In original promotional materials, the Santa Fe Watch Company always maintained a level of ambiguity when describing the positional adjustments applied to the Santa Fe Special watches.
Additionally, the 16-Size watches sold by the company were marked “Adjusted to Temperature and Positions,” omitting the exact number of positional adjustments.
Despite this uncertainty, most researchers have concluded that the Santa Fe Special watches were adjusted to three positions for the following reasons:
- The standard 16-Size, 21-Jewel, Open Face “Santa Fe Special” movements were classified as Grade 806 by the Illinois Watch Company.

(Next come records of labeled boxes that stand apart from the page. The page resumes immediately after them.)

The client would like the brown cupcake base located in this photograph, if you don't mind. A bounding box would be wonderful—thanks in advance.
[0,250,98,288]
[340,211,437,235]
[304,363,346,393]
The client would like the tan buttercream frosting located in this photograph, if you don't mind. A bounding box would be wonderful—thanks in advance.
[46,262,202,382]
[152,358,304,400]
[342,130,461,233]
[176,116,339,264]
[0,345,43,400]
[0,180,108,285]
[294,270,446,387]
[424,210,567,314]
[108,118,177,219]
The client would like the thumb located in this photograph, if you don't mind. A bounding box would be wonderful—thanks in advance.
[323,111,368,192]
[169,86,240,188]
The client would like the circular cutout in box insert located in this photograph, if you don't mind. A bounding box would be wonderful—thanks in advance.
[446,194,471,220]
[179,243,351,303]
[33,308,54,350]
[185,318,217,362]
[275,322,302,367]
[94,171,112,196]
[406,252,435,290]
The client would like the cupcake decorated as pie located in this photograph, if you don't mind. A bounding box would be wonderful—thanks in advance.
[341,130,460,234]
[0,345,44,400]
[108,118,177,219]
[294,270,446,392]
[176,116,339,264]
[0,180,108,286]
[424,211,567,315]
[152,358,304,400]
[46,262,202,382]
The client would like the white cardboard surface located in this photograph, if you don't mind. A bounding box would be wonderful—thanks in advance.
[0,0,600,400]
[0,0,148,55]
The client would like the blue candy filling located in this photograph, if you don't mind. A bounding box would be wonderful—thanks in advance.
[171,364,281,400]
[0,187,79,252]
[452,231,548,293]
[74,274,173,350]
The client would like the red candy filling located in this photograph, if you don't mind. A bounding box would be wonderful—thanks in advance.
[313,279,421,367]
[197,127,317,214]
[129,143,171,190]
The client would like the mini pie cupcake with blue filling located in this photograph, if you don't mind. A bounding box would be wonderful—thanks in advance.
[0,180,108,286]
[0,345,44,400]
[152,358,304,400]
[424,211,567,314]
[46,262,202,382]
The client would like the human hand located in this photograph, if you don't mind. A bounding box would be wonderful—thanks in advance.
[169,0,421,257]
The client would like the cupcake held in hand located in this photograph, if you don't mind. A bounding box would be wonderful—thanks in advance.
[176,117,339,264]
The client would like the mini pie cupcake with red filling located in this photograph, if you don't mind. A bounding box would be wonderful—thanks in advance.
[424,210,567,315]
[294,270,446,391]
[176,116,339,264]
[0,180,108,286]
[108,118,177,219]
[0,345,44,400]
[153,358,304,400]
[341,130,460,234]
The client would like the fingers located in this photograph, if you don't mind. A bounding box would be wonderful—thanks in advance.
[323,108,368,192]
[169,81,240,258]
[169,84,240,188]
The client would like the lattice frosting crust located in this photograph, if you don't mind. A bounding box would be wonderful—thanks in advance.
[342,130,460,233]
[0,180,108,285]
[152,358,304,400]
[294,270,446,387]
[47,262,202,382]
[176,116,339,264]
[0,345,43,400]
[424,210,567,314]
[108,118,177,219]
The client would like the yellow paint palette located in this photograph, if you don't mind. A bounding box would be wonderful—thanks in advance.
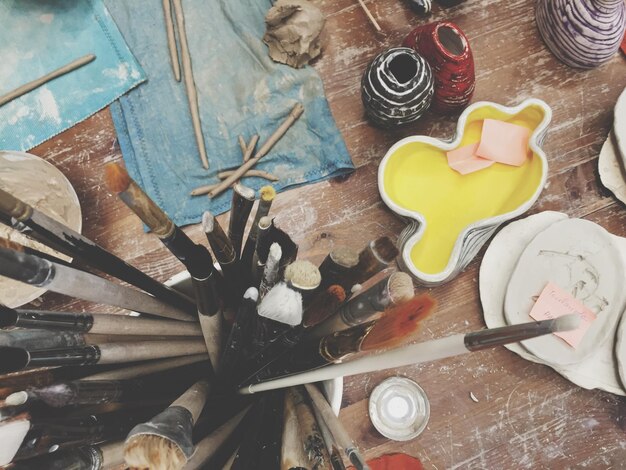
[378,99,552,285]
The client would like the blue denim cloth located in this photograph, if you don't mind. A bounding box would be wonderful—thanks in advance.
[0,0,145,151]
[105,0,354,225]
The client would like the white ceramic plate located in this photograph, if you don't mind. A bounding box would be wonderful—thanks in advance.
[504,219,624,365]
[0,151,82,308]
[479,211,626,396]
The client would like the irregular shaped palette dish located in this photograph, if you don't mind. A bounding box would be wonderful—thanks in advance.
[378,99,552,285]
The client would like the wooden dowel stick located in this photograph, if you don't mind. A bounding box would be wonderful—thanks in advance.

Similar numerical grades (306, 406, 506, 606, 706, etc.) feature runs with movements marked “Adjusted 3 Positions.”
- While the Santa Fe Special movements are not marked indicating the exact positional adjustments, other Grade 806 runs include private label movements marked “Stewart” and “Adjusted 3 Positions.”
- The Santa Fe Special was advertised as being approved for service on the Santa Fe Railroad, only requiring watches to be adjusted to three positions during this time.
- The c.1920 Santa Fe Watch Company catalog (pictured) includes descriptions of the dial-up, dial-down, and pendant-up positions in a summary explaining the positional adjustments applied to the Santa Fe Special watches.
- If the watch was adjusted to five positions, it would have been in the company’s interest to promote the watch as such. The additional positional adjustments would have qualified the Santa Fe Special watches on railroads across the country with more stringent requirements instead of those that only required adjustment to three positions.
All evidence supports that the Santa Fe Watch Company intentionally kept the level of positional adjustments ambiguous. At the time, the Illinois Watch Company was marking similar movements “Adjusted 3 Positions” and could have easily applied the marking to the Santa Fe Special watches. However, the implied positional adjustments were leveraged as a sales gimmick, marketing a railroad watch that would have only satisfied the Santa Fe Railroad requirements (and a few other limited lines) but not the majority of American railroads.